Condemning UK Home Secretary Suella Braverman's "discriminatory and xenophobic" remarks against Pakistani men, the Pakistan Foreign Office (FO) warned of the serious repercussions of such comments, media reports said.
The FO said Braverman’s remarks on Pakistani men painted a “misleading picture signalling the intent to target and treat British-Pakistanis differently.”
The British minister has been accused of "peddling extremist far-right lies" about Pakistanis after she singlled out British Pakistani men over concerns about grooming gangs as she accused authorities of turning a "blind eye" to signs of abuse involving young people, Geo News reported.
In a recent interview with Sky News, the UK minister said that the "systematic and institutional failure to safeguard the welfare of children when it comes to sexual abuse" was one of the biggest scandals in British history.

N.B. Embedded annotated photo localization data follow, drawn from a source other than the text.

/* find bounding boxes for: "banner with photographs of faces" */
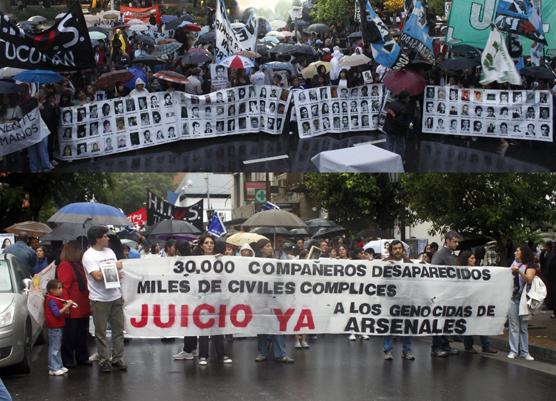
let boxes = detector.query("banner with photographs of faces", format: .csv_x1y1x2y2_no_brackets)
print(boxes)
57,85,291,160
292,84,385,138
422,86,553,142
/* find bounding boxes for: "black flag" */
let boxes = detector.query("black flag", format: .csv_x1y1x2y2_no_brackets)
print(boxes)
0,3,95,70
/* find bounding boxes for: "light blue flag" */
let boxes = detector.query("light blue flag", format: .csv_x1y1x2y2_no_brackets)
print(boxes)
262,201,280,211
496,0,546,44
401,0,435,63
207,213,227,237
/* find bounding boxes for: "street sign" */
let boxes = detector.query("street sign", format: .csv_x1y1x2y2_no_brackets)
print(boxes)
254,189,267,204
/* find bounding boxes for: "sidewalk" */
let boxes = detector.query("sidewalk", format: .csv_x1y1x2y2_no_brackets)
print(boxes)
488,308,556,363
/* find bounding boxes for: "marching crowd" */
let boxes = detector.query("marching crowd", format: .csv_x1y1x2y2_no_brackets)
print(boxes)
3,225,556,377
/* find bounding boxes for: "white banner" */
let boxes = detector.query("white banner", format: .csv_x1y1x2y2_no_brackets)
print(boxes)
57,86,291,160
0,108,50,157
293,84,385,138
27,262,56,326
121,256,513,337
214,0,258,62
422,86,553,142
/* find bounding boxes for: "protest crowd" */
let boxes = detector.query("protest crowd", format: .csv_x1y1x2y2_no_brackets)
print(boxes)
2,218,555,379
1,0,556,170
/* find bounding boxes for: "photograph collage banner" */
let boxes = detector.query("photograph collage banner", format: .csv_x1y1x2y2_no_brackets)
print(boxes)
292,84,385,138
422,86,553,142
57,85,292,161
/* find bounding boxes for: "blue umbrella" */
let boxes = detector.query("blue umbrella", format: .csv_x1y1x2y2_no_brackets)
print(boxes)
48,202,131,226
125,66,148,90
14,69,64,84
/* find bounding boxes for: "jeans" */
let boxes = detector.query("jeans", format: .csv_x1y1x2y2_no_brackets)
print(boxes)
463,335,491,350
383,336,412,353
198,335,227,359
257,335,286,359
48,328,64,371
90,298,125,364
508,300,529,356
0,378,12,401
28,137,53,172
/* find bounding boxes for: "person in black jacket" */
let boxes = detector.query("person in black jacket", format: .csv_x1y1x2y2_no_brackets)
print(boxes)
383,91,413,160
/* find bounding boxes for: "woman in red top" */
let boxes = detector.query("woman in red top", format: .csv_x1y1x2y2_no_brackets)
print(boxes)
57,240,91,368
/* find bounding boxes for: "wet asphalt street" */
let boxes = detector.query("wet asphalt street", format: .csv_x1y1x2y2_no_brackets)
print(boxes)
4,131,554,173
2,335,555,401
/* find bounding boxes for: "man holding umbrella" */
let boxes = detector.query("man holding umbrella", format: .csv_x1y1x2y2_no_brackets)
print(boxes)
82,226,127,373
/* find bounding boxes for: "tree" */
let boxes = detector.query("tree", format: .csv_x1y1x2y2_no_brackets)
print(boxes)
383,0,404,13
427,0,447,16
402,173,556,264
311,0,355,26
304,173,404,234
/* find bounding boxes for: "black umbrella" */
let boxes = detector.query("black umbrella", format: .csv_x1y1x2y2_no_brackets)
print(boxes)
290,228,309,237
348,31,362,39
251,226,292,236
287,44,317,57
450,44,482,59
196,31,216,45
305,218,339,228
41,223,87,243
306,23,329,34
116,229,143,242
149,219,201,236
312,226,346,239
131,55,166,66
0,80,22,94
136,34,155,46
268,43,297,55
440,57,481,72
522,66,556,81
181,49,213,65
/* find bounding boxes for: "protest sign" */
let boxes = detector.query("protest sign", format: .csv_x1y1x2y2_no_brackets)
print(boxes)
27,262,56,326
0,3,95,70
293,85,384,138
0,234,15,250
57,85,291,161
214,0,258,61
422,86,553,142
0,109,50,157
121,256,512,337
210,63,229,91
147,191,204,230
128,207,147,230
120,5,161,25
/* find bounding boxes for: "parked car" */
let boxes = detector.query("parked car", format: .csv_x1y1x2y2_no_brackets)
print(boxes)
0,253,42,373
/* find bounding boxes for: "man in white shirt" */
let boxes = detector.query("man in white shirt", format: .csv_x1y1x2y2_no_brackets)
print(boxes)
82,226,126,373
250,66,266,86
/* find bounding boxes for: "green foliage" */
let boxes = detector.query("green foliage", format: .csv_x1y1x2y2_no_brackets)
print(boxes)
107,173,176,214
311,0,356,26
427,0,446,16
304,173,404,232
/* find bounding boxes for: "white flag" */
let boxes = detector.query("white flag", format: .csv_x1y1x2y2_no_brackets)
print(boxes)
480,27,522,86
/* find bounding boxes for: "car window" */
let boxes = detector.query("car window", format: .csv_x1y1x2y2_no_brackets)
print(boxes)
10,258,26,293
0,260,13,292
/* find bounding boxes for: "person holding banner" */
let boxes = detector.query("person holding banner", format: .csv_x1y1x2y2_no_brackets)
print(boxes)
194,234,232,366
382,240,415,361
508,244,538,360
254,238,295,363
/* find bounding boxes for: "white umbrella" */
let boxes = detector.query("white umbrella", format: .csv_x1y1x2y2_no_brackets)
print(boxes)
262,36,280,45
0,67,26,79
27,16,46,23
266,31,285,39
270,19,287,30
363,239,410,257
128,24,149,32
88,31,107,40
127,18,145,25
339,53,372,68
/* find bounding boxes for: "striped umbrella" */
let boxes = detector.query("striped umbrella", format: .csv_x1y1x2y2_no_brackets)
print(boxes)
218,55,255,69
152,41,182,57
48,202,131,226
153,70,188,85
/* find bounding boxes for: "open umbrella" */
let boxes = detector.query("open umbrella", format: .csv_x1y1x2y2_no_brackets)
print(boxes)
136,34,156,46
289,228,309,237
251,227,292,236
301,61,331,79
266,30,285,39
243,210,307,229
219,55,255,69
440,58,480,72
270,19,287,30
261,36,280,45
196,31,216,45
127,18,144,25
126,66,148,89
348,31,363,39
149,219,201,236
311,226,346,239
5,221,52,237
132,55,165,66
152,41,182,57
287,44,317,57
268,43,296,55
450,44,482,59
181,48,213,65
27,16,47,23
161,15,178,24
383,70,426,96
234,50,261,59
305,218,339,235
41,223,87,243
14,70,63,84
103,12,120,20
0,80,22,94
306,23,329,34
178,21,201,32
0,67,25,79
48,202,131,226
521,66,556,81
128,24,149,33
96,70,133,89
226,232,268,247
339,53,372,68
89,31,107,40
153,70,188,85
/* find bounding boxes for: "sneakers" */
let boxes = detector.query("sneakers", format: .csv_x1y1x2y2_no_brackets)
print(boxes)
443,347,459,355
254,354,267,362
348,333,357,341
431,350,448,358
523,354,535,361
294,340,302,349
301,340,310,349
507,352,517,359
222,356,232,364
49,369,67,376
276,356,294,363
384,351,393,361
198,357,208,366
99,361,112,373
402,352,415,360
112,360,128,371
173,350,195,360
61,367,69,373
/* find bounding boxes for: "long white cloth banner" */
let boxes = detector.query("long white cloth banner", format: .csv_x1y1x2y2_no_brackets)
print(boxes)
422,86,553,142
57,85,291,160
0,108,49,157
121,256,513,337
292,85,385,138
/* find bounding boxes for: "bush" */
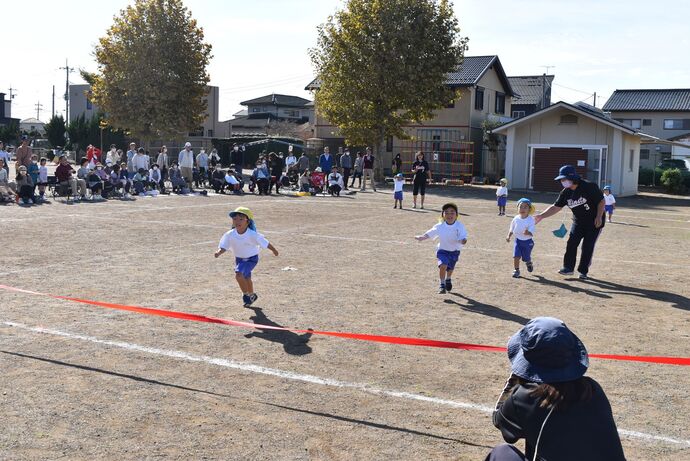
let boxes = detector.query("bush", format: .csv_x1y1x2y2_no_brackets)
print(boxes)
660,168,685,194
638,167,664,186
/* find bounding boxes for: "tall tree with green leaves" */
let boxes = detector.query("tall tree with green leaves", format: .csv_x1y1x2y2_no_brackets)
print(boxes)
44,115,66,148
310,0,467,167
90,0,212,143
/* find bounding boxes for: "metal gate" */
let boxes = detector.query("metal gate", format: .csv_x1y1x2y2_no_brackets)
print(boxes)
399,129,474,182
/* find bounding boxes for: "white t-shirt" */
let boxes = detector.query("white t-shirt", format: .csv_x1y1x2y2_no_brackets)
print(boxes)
604,194,616,205
510,215,536,241
425,220,468,251
225,174,240,185
38,166,48,183
178,149,194,168
496,186,508,197
218,228,269,259
393,179,404,192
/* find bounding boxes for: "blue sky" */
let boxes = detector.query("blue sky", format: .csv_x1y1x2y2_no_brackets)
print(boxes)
3,0,689,122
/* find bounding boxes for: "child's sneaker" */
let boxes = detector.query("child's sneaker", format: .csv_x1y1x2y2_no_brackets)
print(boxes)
526,261,534,273
242,294,251,306
512,269,520,278
578,273,588,280
445,279,452,292
248,293,258,305
438,283,446,294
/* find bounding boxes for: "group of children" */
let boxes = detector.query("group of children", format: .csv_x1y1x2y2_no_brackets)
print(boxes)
0,155,49,204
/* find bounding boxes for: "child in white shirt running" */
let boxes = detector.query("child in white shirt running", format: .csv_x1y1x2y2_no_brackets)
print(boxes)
506,198,536,278
415,202,468,293
496,178,508,216
603,186,616,222
215,207,279,307
393,173,404,209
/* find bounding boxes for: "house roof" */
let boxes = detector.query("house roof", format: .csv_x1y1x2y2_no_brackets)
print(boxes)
492,101,641,135
240,93,311,108
602,89,690,112
508,75,554,105
20,117,44,124
227,116,271,128
305,55,516,96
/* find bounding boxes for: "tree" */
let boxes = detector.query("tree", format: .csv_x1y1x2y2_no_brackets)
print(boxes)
90,0,212,143
44,115,67,148
0,121,20,145
310,0,467,170
66,113,127,152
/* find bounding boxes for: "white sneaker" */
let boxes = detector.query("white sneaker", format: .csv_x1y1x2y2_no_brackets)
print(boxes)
124,193,131,199
28,199,34,204
73,196,81,202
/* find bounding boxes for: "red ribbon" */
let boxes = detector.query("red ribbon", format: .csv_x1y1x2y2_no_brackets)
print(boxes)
1,284,689,366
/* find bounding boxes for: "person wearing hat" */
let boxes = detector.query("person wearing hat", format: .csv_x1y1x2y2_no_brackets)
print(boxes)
496,178,508,216
214,207,279,307
415,202,468,293
487,317,625,461
393,172,405,209
178,142,195,191
533,165,606,280
506,198,536,278
603,185,616,222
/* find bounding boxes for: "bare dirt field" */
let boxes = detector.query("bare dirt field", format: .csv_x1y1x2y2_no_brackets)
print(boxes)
1,184,689,460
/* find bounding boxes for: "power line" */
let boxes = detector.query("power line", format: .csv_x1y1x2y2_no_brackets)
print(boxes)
553,82,593,95
219,74,313,94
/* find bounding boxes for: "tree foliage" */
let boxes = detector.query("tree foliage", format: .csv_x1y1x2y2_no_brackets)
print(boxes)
310,0,467,151
0,121,20,145
66,113,126,152
91,0,212,141
44,115,67,148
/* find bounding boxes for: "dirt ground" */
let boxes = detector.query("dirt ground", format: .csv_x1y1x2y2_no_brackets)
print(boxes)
1,184,689,460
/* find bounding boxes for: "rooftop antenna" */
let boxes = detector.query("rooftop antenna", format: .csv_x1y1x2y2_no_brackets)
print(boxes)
539,66,555,109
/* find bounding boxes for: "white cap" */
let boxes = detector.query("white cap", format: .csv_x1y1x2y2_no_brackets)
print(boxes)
185,142,192,148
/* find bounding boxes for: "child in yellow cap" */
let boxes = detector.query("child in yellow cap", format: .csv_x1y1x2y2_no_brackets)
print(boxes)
214,207,279,306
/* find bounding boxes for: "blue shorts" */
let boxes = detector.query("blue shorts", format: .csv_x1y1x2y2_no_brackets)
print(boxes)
513,239,534,262
497,196,507,206
235,255,259,279
394,191,403,201
437,249,461,270
605,204,614,213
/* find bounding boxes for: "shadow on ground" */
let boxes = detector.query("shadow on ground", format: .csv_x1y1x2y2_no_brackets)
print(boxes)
244,306,313,355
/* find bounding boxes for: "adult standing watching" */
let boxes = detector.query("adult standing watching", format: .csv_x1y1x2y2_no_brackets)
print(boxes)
126,142,137,177
15,135,33,169
156,146,169,181
411,151,431,209
133,147,150,172
285,146,297,172
178,142,195,190
487,317,625,461
230,143,243,168
319,146,333,175
361,147,376,191
339,148,352,190
297,151,310,174
534,165,605,280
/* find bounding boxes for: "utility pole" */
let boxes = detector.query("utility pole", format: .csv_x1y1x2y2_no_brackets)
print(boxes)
7,86,17,100
52,85,55,118
35,101,44,120
59,59,75,125
540,66,555,109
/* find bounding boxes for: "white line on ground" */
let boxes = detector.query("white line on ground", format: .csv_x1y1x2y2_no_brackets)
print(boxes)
2,321,688,447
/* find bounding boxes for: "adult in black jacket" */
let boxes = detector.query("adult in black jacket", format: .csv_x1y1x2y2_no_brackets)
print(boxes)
534,165,606,279
486,317,626,461
268,152,285,194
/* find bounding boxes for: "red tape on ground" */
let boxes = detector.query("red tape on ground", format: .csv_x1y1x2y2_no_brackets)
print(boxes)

"What's clear is that what we've seen is a practice whereby vulnerable white English girls, sometimes in care, sometimes who are in challenging circumstances, being pursued and raped and drugged and harmed by gangs of British-Pakistani men who've worked in child abuse rings or networks," she had stated.
FO spokesperson Mumtaz Zahra Baloch, in Wednesday's press briefing, warned that such comments would give "rise to dangerous trends."
Braverman had also been warned by the National Society for the Prevention of Cruelty to Children (NSPCC) that sexual predators do not just come from "one background" and that a focus solely on race could create new "blind spots" when tackling child abuse.
The NSPCC had criticised the UK Home Secretary and expressed its shock at her hatred towards Pakistanis and singling them out.